I want to find the second-order polynomial that best approximates $t^3$, with respect to the norm of the vector space $V$.
I first proved the bracketing map given in the problem was indeed an inner product for $V$.
Secondly, I converted the standard basis for $V$, $\{1, t, t^2\}$, into an orthonormal basis for $V$, using the Gram-Schmidt process and then normalizing the orthogonal set of vectors.
To answer the question of finding the second-order polynomial which best approximates $t^3$, I know that I am supposed to use this orthonormal basis, and use a sum of projection operators to find my polynomial, but I'm not sure how to proceed.

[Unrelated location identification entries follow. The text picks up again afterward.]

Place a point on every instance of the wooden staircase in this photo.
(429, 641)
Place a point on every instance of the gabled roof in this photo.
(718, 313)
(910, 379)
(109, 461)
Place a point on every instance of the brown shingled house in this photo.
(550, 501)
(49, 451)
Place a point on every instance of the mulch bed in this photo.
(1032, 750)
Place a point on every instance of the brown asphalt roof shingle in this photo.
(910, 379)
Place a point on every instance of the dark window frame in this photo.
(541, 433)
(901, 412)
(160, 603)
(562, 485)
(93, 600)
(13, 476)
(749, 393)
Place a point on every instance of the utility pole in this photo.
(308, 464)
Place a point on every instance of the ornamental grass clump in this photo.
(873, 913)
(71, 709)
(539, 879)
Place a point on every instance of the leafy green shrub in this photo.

My initial attempt, if it makes any sense at all, is to project $t^3$ onto the subspace spanned by the first orthonormal basis vector, then project $t^3$ onto the subspace spanned by the second orthonormal basis vector, and then project one more time to the third subspace. If this is correct, how I can write out this polynomial explicitly?
Any help would be greatly appreciated. Thanks,
Best Answer
So you have formed an orthonormal basis $B=\{v_1,v_2,v_3\}$ for $V$ via Gram-Schmidt. You have done most of the work. The last thing you need is to find the best approximation of the function $f(t)=t^3$ in terms of $B$, which is done via $$ f(t)\approx\sum_{k=1}^3c_kv_k\quad\text{where}\quad c_k=\langle f,v_k\rangle=\int_a^b f(t)v_k(t)\,dt, $$ where in the last equality I assumed you are using the standard inner product. If not, replace that integral expression with whatever your inner product is.
Yes, your resulting polynomial $\sum_{k=1}^3c_kv_k$ will be explicit.